A force de râcler le plancher des greniers à sel, il avait ramassé quelques centaines de mille livres. Elles lui servirent à pénétrer dans l’intimité de Jean Duval de Bourguebus, alors seigneur de Colleville et conseiller au Parlement de Normandie, un robin qui s’était donné la tâche de faire fleurir à Rouen les mœurs de la cour; il prêta généreusement son argent à ce magistrat coureur de ruelles, mais sans oublier ses sûretés.

Lorsque le conseiller mourut, laissant des affaires un peu plus qu’embrouillées et deux enfants, un fils et une fille, le Tuvache daigna accepter le fief de Colleville en remboursement de ce qui lui était dû, et il fit mieux, il proposa au tuteur d’épouser Mlle de Bourguebus, afin que le bien ne sortit pas tout à fait de la famille; en face de la ruine des enfants du conseiller, cela pouvait passer pour de la générosité.

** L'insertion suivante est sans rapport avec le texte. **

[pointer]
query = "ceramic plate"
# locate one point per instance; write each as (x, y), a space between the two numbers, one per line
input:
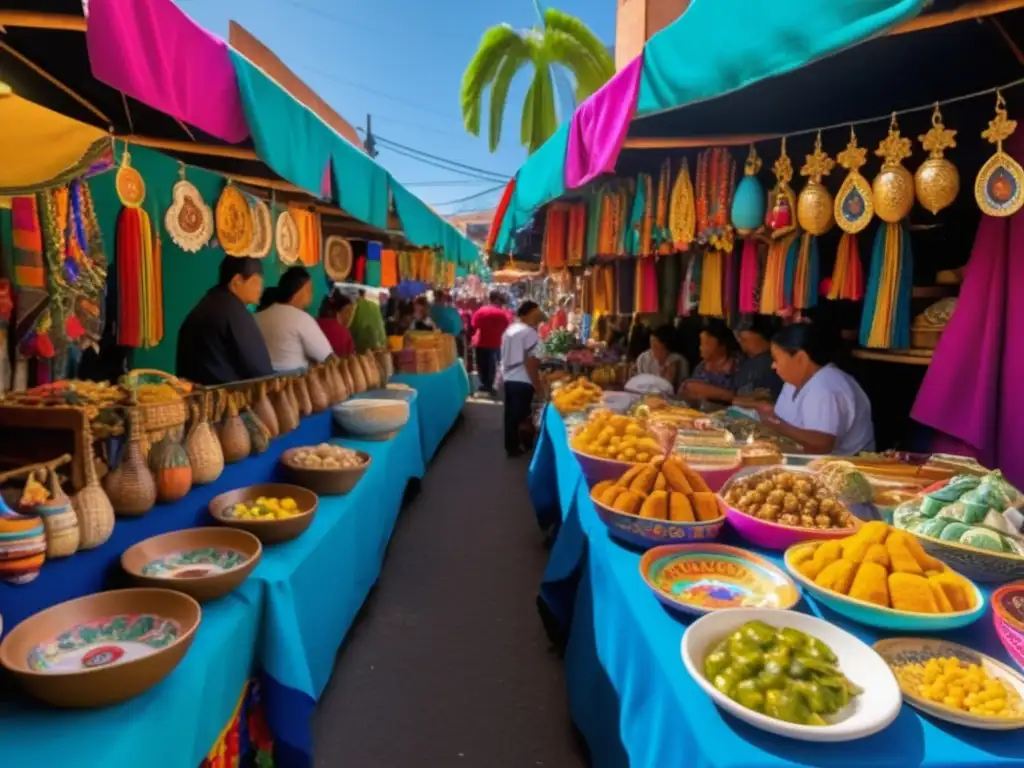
(195, 563)
(103, 642)
(870, 712)
(905, 650)
(701, 578)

On lui livra la jeune personne, que l’on projetait de mettre en religion, et, du même coup, le maltôtier se trouva pourvu d’une seigneurie, d’un beau placement et d’une femme qui lui donnait tous les parlementaires normands pour alliés; sans compter que son action magnanime lui valait l’admiration de ses concitoyens.

Son fils, celui qui doit figurer dans cette histoire, lui succéda dans sa charge et dans ses ambitions. Peut-être modifia-t-il, comme la voix publique l’en accusait, les antiques procédés de ses devanciers par un trait de génie, en inventant le mélange d’une espèce de sable de roche au sel de Sa Majesté ; toujours est-il que son ascension vers la fortune fut encore plus rapide que ne l’avait été celle de son père.

En 1748, outre des biens meubles considérables, il avait acquis la terre de Chastel-Chignon, en Anjou, quelques maisons à Rouen, et il avait encore arrondi le domaine de Colleville par l’adjonction de plusieurs fermes qu’il avait successivement achetées de son oncle, M. de Bourguebus, lequel, de son côté, ne suivait pas moins pieusement que le fils de sa sœur les traditions bien différentes que lui avaient léguées l’auteur de ses jours.

Ce Tuvache, IIe du nom, était de bonne heure resté veuf avec une fille unique. Cette fille avait alors dix-sept ans, il songeait à l’établir; mais la fièvre de l’enrichissement le tenait d’une façon si absolue, que, s’il se préoccupait avec quelque anxiété des bénéfices matériels qu’il pouvait tirer de cette affaire, il ne songeait pas le moins du monde à consulter les petites idées que Mlle Denise, c’était le nom de son enfant, pouvait nourrir sur cette question intéressante.